I am trying to classify an image by selecting a pixel at random, then finding all pixels in the image that are a certain euclidian distance in color space from that original pixel. My current script takes a prohibitively long time. I wonder if I am able to use this equation to generate a boolean matrix that will allow quicker manipulation of the image.
( x-cx ) ^2 + (y-cy) ^2 + (z-cz) ^ 2 < r^2 
Here is the code I am using now:
import PIL, glob, numpy, random, math, time
def zone_map(picture, threshold):
    im = PIL.Image.open(picture)
    pix = im.load()
    [width, height] = im.size
    mask = numpy.zeros((width,height))
    while 0 in mask:
        x = random.randint(0, width)
        y = random.randint(0, height)
        if mask[x, y] == 0:
            point = pix[x,y]
            to_average = {(x, y): pix[x, y]}
            start = time.clock()
            for row in range(0, width):
                for column in range(0, height):
                    if euclid_dist(point, pix[row,column]) <= threshold:
                        to_average[(row,column)] = pix[row, column]

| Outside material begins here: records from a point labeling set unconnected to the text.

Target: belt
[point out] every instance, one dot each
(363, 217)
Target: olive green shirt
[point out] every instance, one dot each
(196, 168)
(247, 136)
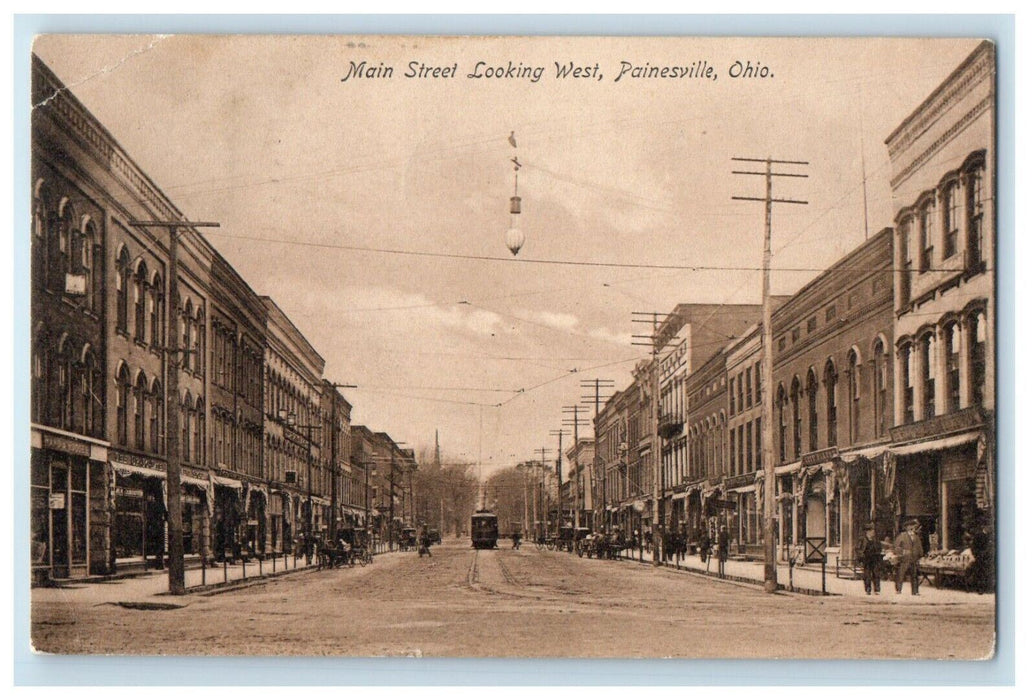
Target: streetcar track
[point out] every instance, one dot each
(472, 572)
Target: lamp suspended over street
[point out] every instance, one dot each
(515, 237)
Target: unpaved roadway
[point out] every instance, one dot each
(506, 603)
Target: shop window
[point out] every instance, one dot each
(952, 342)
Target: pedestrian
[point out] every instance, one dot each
(723, 547)
(909, 550)
(868, 553)
(982, 579)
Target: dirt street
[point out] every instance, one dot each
(505, 603)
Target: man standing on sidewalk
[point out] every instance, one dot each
(909, 549)
(723, 547)
(868, 552)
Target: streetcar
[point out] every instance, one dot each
(484, 529)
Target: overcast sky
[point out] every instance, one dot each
(262, 135)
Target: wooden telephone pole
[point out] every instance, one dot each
(769, 474)
(174, 503)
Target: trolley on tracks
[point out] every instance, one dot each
(484, 529)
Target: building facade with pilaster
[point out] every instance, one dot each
(941, 468)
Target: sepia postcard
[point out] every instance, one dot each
(517, 346)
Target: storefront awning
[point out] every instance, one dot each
(123, 469)
(193, 480)
(229, 483)
(932, 445)
(863, 454)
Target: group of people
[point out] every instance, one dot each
(677, 543)
(902, 556)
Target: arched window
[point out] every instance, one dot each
(40, 225)
(91, 250)
(140, 400)
(122, 291)
(925, 222)
(122, 405)
(881, 387)
(140, 301)
(156, 311)
(199, 432)
(976, 373)
(65, 401)
(199, 346)
(157, 415)
(974, 207)
(39, 379)
(811, 388)
(927, 357)
(91, 404)
(907, 370)
(907, 256)
(186, 316)
(951, 216)
(796, 418)
(68, 244)
(951, 336)
(831, 387)
(185, 410)
(854, 396)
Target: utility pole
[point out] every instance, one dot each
(542, 451)
(597, 384)
(769, 474)
(174, 499)
(559, 433)
(574, 424)
(334, 457)
(658, 515)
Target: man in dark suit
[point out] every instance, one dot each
(909, 549)
(868, 552)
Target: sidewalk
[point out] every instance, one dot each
(149, 586)
(808, 581)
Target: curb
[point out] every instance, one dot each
(739, 580)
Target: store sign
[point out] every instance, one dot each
(76, 285)
(64, 444)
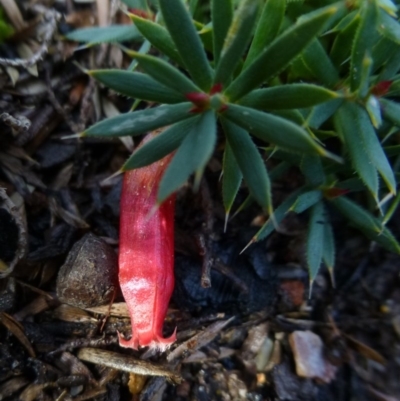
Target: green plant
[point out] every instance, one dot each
(302, 76)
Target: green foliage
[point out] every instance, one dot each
(303, 78)
(6, 29)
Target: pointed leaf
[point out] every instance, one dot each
(362, 128)
(237, 40)
(318, 62)
(329, 252)
(187, 41)
(391, 110)
(192, 156)
(369, 225)
(305, 201)
(290, 96)
(221, 15)
(322, 113)
(311, 167)
(161, 145)
(279, 214)
(158, 36)
(250, 163)
(267, 28)
(341, 48)
(231, 178)
(280, 53)
(315, 240)
(389, 27)
(391, 67)
(354, 139)
(141, 121)
(276, 130)
(374, 111)
(136, 85)
(105, 34)
(363, 41)
(165, 73)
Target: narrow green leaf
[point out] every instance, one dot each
(279, 214)
(187, 41)
(329, 250)
(363, 41)
(267, 28)
(341, 48)
(158, 36)
(161, 145)
(391, 67)
(237, 40)
(389, 27)
(391, 110)
(290, 96)
(320, 64)
(362, 128)
(136, 85)
(374, 111)
(305, 201)
(193, 6)
(354, 138)
(369, 225)
(365, 74)
(311, 167)
(280, 53)
(321, 113)
(141, 121)
(388, 6)
(392, 209)
(192, 156)
(231, 179)
(382, 51)
(106, 34)
(315, 240)
(358, 216)
(250, 163)
(165, 73)
(276, 130)
(221, 15)
(140, 4)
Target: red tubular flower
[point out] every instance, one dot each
(146, 255)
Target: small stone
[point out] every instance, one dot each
(310, 363)
(89, 275)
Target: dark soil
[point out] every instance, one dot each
(236, 339)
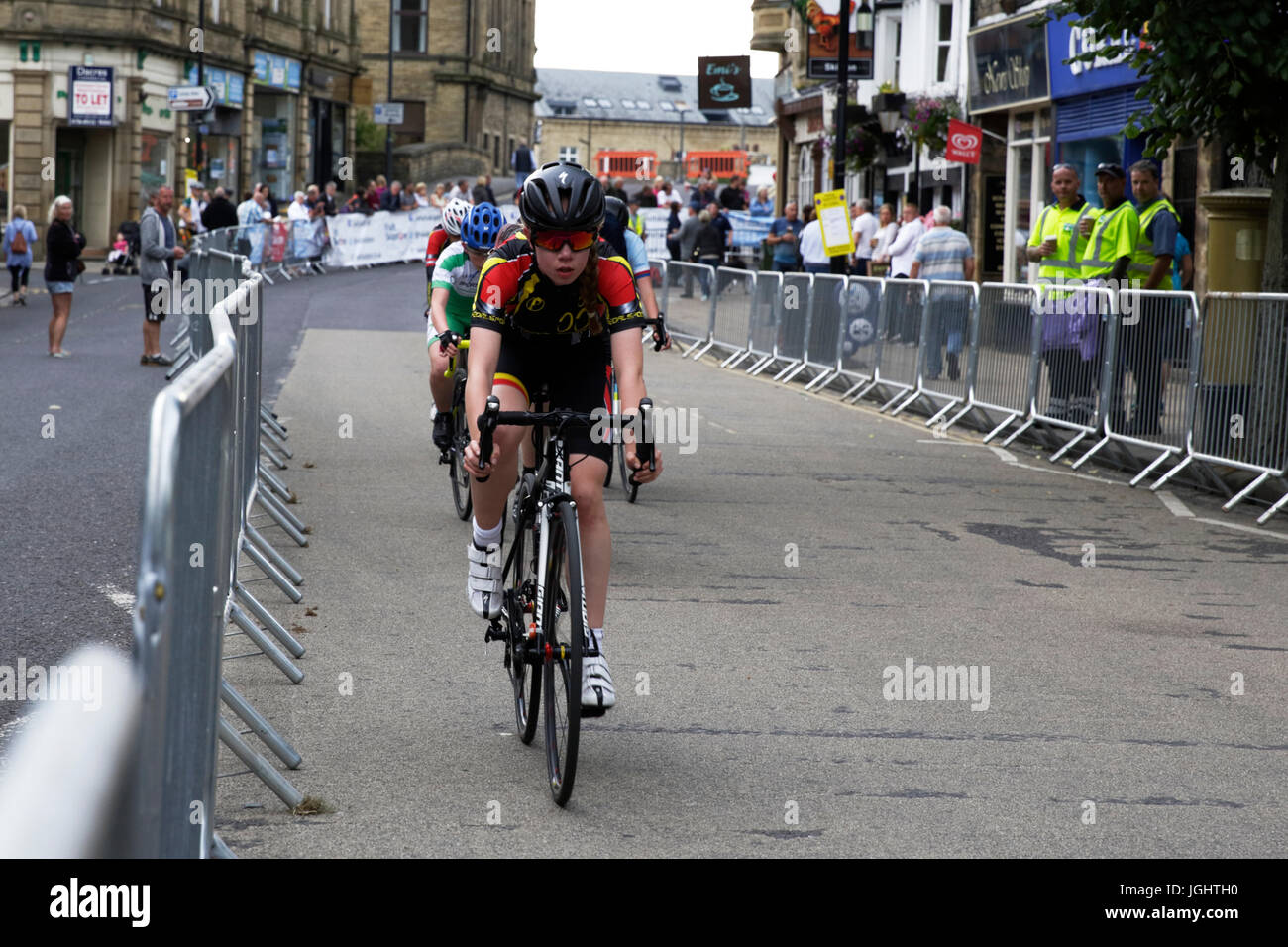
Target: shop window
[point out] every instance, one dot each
(410, 26)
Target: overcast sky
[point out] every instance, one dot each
(661, 37)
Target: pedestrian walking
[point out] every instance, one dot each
(522, 163)
(944, 253)
(812, 256)
(219, 213)
(903, 250)
(784, 236)
(20, 237)
(687, 239)
(156, 268)
(1069, 338)
(864, 232)
(63, 248)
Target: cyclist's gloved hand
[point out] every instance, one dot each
(472, 460)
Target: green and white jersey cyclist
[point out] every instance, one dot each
(451, 304)
(557, 307)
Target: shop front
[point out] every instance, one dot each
(1094, 101)
(220, 133)
(1009, 97)
(274, 124)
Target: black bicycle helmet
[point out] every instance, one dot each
(562, 196)
(616, 208)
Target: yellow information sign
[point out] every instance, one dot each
(833, 218)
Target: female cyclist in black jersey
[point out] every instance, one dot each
(545, 305)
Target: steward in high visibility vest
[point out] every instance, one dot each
(1116, 231)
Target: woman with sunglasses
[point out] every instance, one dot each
(558, 308)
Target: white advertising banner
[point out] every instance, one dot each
(362, 240)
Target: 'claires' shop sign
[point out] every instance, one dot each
(1109, 69)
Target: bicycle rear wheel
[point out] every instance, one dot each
(460, 441)
(563, 625)
(520, 604)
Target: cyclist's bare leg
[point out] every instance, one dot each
(438, 385)
(489, 496)
(596, 544)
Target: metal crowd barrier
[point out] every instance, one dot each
(1000, 371)
(1237, 406)
(140, 779)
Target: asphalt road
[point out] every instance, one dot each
(760, 591)
(763, 594)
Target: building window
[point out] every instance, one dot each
(410, 26)
(944, 46)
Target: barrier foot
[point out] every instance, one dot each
(277, 558)
(270, 571)
(274, 440)
(704, 350)
(791, 372)
(273, 459)
(1149, 470)
(263, 728)
(1086, 457)
(241, 620)
(943, 411)
(218, 849)
(275, 484)
(912, 398)
(268, 621)
(1171, 474)
(1278, 505)
(281, 787)
(1245, 491)
(179, 365)
(282, 517)
(270, 420)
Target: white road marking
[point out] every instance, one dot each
(121, 599)
(1175, 505)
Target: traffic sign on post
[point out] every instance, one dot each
(191, 98)
(387, 114)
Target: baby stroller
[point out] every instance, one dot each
(129, 262)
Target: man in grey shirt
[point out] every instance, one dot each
(688, 236)
(156, 264)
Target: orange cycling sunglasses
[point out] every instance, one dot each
(554, 240)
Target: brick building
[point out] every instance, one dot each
(583, 114)
(463, 71)
(84, 106)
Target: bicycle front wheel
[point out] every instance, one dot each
(460, 441)
(563, 626)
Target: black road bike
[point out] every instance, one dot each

            #to_average = in_sphere(pix, point)
            end = time.clock()
            print(end - start)
            to_average_sum = (0, 0, 0)
            for value in to_average.values():
                to_average_sum = tuple_sum(to_average_sum, value)
            average = tuple_divide(to_average_sum, len(to_average.values()))
            for coordinate in to_average.keys():
                pix[coordinate] = average
                mask[coordinate] = 1
                unique, counts = numpy.unique(mask, return_counts=True)
                progress = dict(zip(unique, counts))
                print((progress[1] / progress[0])*100, '%')
    im.save()
    return im
def euclid_dist(tuple1, tuple2):
    """
    Finds euclidian distance between two points in n dimensional sapce
    """
    tot_sq = 0
    for num1, num2 in zip(tuple1, tuple2):
        tot_sq += (num1 + num2)**2
    return math.sqrt(tot_sq)
def tuple_sum(tuple1, tuple2):
    """
    Returns tuple comprised of sums of input tuples 
    """
    sums = []
    for num1, num2 in zip(tuple1, tuple2):
        sums.append(num1 + num2)
    return tuple(sums)
def tuple_divide(tuple1, divisor):
    """
    Divides numerical values of tuples by divisisor, yielding integer results
    """
    quotients = []
    for value in tuple1:
        quotients.append(int(round(value/divisor)))
    return tuple(quotients)
Any information on how to incorporate the described boolean matrix, or any other ideas on how to speed this up, would be greatly appreciated.